Monitoring and observability
vLLM exposes Prometheus metrics at /metrics:
vllm:num_requests_running— active sequencesvllm:num_requests_waiting— queued requestsvllm:gpu_cache_usage_perc— KV cache utilizationvllm:avg_generation_throughput_toks_per_s— decode throughputvllm:time_to_first_token_seconds— TTFT histogram
Alert on num_requests_waiting sustained above zero — that means your GPU is saturated and you need more replicas or smaller models.
Deployment patterns
Single GPU, single replica: fine for development and low-traffic internal tools.
Multi-replica with load balancer: run N independent vLLM instances behind nginx or a K8s Service. Each replica handles its own batching. Scale horizontally when num_requests_waiting grows.
Kubernetes with LeaderWorkerSet: vLLM supports multi-node tensor parallelism via Ray or native distributed executors for models that need multiple GPUs per replica.
# Simplified K8s deployment
resources:
limits:
nvidia.com/gpu: 1
env:
- name: VLLM_GPU_MEMORY_UTILIZATION
value: "0.9"
Common production mistakes
Teams get serving vllm continuous batching wrong in predictable ways:
- Skipping failure-mode rehearsal — run a game day or fault injection exercise before peak traffic, not after the first outage.
- Missing correlation context — every error path should carry request, trace, or tenant identifiers so incidents are debuggable.
- Optimizing for demo, not steady state — load tests, cache warm-up, and cold-start paths matter more than local dev latency.
- Undocumented trade-offs — if you chose speed over strict correctness (or vice versa), write that down for the next engineer.
LLM features around serving vllm continuous batching break in production when prompts assume deterministic output, context windows are sized for dev datasets, or token costs are never budgeted per user session. Always log prompt hash, model version, and latency—not raw prompts with PII.
Resources
- vLLM documentation
- PagedAttention paper (Kwon et al., 2023)
- vLLM GitHub repository
- Continuous batching explained (Anyscale blog)
- vLLM production deployment guide
Frequently asked questions
Why is vLLM faster than Hugging Face Transformers for serving?
vLLM replaces static batching with continuous batching — new requests join an in-flight batch without waiting for all sequences to finish. PagedAttention manages KV cache in non-contiguous memory blocks like OS virtual memory, reducing fragmentation and allowing 2–4× more concurrent sequences than naive implementations.
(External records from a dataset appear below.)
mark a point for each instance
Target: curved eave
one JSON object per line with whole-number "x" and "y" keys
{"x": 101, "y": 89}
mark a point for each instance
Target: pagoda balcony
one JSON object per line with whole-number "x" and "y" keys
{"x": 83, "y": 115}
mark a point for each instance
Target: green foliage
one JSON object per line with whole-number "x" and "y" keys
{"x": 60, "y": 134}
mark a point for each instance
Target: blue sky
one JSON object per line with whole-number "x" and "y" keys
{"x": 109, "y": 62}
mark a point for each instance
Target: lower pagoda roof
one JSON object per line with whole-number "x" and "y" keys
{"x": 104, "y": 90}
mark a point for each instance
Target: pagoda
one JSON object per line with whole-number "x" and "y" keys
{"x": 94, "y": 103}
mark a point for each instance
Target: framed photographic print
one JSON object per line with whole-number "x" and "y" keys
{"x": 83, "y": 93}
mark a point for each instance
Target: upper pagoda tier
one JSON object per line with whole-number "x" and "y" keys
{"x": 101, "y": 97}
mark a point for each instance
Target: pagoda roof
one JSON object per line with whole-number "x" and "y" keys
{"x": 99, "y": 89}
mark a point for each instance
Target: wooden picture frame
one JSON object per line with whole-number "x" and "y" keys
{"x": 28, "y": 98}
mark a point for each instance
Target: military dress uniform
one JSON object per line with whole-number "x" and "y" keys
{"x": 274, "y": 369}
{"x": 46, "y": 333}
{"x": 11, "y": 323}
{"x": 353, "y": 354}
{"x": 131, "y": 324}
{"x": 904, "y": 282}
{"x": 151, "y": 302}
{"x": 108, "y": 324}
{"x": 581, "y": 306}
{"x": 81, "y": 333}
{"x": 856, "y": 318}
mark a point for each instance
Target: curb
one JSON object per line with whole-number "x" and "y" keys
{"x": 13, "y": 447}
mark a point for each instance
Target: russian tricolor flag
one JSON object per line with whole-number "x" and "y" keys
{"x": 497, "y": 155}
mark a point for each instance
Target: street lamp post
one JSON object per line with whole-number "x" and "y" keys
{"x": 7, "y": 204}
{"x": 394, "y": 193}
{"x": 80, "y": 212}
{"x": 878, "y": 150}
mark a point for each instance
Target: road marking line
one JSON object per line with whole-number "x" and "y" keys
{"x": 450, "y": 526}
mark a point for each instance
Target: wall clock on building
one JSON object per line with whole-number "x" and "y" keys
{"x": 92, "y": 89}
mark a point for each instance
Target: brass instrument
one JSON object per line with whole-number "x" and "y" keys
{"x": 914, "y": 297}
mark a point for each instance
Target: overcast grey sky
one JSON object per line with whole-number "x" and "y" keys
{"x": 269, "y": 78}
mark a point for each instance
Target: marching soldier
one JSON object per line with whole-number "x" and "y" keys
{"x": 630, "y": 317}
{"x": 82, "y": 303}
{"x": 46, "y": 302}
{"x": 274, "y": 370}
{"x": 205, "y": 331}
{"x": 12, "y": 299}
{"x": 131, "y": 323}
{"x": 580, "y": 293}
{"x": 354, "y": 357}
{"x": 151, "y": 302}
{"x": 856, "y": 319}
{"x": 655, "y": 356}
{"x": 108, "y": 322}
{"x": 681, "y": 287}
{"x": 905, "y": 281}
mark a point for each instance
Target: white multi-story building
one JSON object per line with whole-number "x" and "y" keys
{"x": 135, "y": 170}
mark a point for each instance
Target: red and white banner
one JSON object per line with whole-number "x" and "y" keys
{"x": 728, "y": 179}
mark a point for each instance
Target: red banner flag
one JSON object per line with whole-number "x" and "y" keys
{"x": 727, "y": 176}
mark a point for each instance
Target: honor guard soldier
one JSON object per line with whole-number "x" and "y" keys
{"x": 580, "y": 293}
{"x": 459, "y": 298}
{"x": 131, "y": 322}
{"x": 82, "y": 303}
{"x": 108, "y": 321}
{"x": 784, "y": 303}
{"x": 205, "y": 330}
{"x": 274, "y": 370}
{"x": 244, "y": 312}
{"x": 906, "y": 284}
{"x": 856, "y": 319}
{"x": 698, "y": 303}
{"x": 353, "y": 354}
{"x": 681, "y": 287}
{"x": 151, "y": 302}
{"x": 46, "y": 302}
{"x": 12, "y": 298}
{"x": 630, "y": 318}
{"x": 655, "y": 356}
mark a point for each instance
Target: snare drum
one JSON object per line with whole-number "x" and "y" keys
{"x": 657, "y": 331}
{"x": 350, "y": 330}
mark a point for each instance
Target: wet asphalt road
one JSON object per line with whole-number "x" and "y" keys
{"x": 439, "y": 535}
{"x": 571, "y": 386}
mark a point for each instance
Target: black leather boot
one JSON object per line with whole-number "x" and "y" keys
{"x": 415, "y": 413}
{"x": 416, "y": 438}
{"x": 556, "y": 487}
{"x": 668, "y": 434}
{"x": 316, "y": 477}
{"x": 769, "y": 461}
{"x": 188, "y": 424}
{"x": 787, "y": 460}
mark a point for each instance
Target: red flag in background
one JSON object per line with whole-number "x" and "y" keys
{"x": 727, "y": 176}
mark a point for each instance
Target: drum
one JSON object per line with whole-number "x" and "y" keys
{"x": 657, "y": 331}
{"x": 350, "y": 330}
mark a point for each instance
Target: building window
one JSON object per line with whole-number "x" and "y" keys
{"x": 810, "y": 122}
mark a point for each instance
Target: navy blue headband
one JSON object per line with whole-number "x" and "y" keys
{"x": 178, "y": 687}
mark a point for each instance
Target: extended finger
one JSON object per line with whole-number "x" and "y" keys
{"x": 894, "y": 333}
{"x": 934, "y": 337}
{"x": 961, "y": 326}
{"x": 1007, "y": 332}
Can I drop vLLM in as an OpenAI API replacement?
Yes. vLLM ships an OpenAI-compatible server at /v1/chat/completions and /v1/completions. Point your existing OpenAI SDK client at the vLLM endpoint by changing the base URL. Most parameters (temperature, max_tokens, stop sequences) work identically.
How do I choose max_model_len and gpu_memory_utilization?
max_model_len sets the maximum context window — higher values consume more KV cache memory per sequence, reducing concurrent capacity. gpu_memory_utilization (default 0.9) controls what fraction of GPU memory vLLM pre-allocates. Start at 0.9, reduce if you hit OOM during traffic spikes.